TakeRoot Justice and Neighbors Helping Neighbors joined the tenants in the demonstration.
“My family got separated,” said Zulma Cruz, who lived in her apartment for 39 years prior to the fire. “I lost my personal belongings, I had unexpected financial expenses and setbacks and endured personal trauma. … My children have had to spread out to live with different family members [one in the Bronx, one in Staten Island], which created a huge separation for all of us,” she said.
Cruz noted that her current residence is half the size of her previous home and the rent is $400 higher.
Twelve-year-old Jeses Brito was also displaced by the fire and currently lives on Staten Island. He said he wants to move home to Sunset Park as soon as possible, explaining that he and his brother Marcus have a long trip to get from Staten Island to school in Sunset Park.
“What if something happens to our family members?” he asked “It’s stressful waking up at six in the morning, and it feels like I don’t sleep. I need more rest and my parents as well.
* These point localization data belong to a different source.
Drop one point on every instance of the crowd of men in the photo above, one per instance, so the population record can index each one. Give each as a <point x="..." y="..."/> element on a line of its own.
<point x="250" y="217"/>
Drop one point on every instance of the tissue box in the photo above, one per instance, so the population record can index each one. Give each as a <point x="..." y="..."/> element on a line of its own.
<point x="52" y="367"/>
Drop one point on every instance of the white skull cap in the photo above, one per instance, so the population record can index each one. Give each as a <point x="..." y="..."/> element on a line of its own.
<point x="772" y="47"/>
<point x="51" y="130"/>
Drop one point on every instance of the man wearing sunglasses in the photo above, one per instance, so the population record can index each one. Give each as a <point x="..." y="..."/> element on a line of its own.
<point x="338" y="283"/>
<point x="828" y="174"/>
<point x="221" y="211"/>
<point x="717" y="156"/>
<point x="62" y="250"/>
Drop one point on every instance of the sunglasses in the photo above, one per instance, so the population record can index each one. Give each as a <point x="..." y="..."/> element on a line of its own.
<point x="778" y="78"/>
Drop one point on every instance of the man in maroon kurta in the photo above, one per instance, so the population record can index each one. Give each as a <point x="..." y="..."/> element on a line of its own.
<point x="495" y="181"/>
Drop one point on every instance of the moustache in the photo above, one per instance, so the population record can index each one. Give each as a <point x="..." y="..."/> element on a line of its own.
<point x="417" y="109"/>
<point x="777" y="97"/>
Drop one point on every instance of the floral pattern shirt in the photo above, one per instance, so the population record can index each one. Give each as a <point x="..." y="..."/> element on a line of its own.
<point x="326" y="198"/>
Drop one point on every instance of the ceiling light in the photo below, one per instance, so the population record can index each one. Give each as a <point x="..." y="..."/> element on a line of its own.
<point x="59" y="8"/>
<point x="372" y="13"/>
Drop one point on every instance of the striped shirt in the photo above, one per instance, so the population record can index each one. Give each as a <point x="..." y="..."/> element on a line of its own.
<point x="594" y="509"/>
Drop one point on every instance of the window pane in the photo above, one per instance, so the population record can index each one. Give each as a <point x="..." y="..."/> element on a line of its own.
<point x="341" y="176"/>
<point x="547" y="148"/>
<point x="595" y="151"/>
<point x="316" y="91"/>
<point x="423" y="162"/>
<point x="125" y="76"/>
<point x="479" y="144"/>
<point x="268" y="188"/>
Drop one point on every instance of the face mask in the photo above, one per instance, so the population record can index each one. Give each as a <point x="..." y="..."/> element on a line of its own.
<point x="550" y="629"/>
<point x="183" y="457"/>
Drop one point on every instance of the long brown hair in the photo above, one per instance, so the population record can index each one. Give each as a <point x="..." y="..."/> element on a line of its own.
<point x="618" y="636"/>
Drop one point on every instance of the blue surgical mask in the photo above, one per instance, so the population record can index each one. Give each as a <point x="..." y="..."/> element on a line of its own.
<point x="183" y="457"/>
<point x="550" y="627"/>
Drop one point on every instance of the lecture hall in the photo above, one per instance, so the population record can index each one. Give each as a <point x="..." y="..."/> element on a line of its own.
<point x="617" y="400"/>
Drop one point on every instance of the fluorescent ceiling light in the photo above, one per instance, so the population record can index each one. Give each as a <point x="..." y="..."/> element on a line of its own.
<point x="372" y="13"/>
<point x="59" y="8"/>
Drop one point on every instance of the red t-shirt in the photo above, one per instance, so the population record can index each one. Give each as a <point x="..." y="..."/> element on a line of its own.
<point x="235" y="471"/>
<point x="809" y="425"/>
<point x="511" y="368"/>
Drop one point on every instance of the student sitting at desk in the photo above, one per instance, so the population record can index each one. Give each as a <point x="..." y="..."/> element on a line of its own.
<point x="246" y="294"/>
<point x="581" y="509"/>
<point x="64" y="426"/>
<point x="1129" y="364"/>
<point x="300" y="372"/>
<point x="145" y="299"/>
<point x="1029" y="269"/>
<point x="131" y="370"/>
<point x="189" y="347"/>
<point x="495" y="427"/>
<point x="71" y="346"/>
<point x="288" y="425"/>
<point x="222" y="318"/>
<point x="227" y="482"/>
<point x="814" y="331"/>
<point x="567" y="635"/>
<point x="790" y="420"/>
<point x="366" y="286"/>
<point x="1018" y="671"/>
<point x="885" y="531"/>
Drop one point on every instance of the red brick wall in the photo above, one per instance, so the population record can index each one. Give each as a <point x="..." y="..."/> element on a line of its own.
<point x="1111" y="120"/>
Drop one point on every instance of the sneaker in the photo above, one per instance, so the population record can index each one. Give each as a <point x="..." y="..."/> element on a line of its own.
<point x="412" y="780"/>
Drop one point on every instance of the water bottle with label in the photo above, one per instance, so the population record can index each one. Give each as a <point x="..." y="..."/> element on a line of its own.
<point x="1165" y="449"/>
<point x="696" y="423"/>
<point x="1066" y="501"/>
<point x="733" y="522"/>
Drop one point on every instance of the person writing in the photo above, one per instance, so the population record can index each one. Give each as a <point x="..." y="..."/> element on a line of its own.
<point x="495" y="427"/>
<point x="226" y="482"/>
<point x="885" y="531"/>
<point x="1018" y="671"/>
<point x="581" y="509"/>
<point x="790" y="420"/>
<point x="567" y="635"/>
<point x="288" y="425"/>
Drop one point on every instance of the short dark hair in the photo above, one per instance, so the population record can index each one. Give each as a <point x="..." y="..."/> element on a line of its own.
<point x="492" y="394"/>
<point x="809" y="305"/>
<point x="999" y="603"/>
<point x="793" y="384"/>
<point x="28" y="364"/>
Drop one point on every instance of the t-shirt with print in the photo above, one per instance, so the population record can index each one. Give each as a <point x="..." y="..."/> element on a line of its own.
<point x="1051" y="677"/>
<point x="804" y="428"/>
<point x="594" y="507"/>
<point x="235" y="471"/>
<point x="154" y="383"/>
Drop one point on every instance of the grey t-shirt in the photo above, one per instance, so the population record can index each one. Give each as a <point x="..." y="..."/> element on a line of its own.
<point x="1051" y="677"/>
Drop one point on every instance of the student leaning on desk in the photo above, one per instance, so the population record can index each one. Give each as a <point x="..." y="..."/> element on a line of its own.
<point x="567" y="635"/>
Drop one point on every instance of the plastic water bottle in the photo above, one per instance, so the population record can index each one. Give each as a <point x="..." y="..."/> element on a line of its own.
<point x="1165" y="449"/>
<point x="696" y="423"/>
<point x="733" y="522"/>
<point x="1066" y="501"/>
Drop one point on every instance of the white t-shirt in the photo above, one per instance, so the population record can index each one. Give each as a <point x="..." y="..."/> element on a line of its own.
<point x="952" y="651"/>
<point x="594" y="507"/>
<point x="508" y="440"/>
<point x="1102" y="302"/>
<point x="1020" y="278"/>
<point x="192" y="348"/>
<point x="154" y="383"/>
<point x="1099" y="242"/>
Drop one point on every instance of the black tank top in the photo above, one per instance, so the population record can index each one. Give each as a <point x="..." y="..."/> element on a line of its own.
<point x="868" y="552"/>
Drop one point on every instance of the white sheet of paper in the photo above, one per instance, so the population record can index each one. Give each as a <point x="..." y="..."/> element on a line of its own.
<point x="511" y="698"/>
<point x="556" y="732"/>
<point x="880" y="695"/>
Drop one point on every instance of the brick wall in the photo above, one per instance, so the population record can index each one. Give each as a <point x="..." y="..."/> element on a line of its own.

It’s a long journey, and going to school is stressful.”
“This has taken way too long,” Karen Broughton, chief of staff for Assemblymember Felix Ortiz, told this paper, adding that Ortiz “is working with the landlord, imploring him to just do the remedial work.”
Attorney Greg Baltz of TakeRoot Justice, who is representing the displaced residents, wants answers.
“It took months of fighting to get the landlord to agree to make repairs to return them to their apartments,” he said. “The landlord committed to have their apartments ready by Aug. 1, 2019. Now, six months [after the agreement] and two years after the fire, they’re still spread across the boroughs with no indication of when they’ll be back in their homes.”
He told the Eagle that he hopes the judge holds the landlord accountable for not completing the work in a timely fashion.
“It’s extremely frustrating, because in addition to being displaced from their apartments and having all of their transportation and housing costs basically doubled, there’s been very little communication on what’s going to happen,” Baltz said. “When the Aug. 1 deadline was coming up, people had to think about where their kids were going to be enrolled in school, whether or not they were going to be signing leases in the apartments they were in.”
Baltz said that the landlord has said that, “Everything that has caused delays hasn’t been their fault, and the reason for not providing updates is they think they’ve given enough.”
“This is a real struggle for all of us,” Cruz said.
By press time, the landlords’ attorneys had not responded to a request for comment.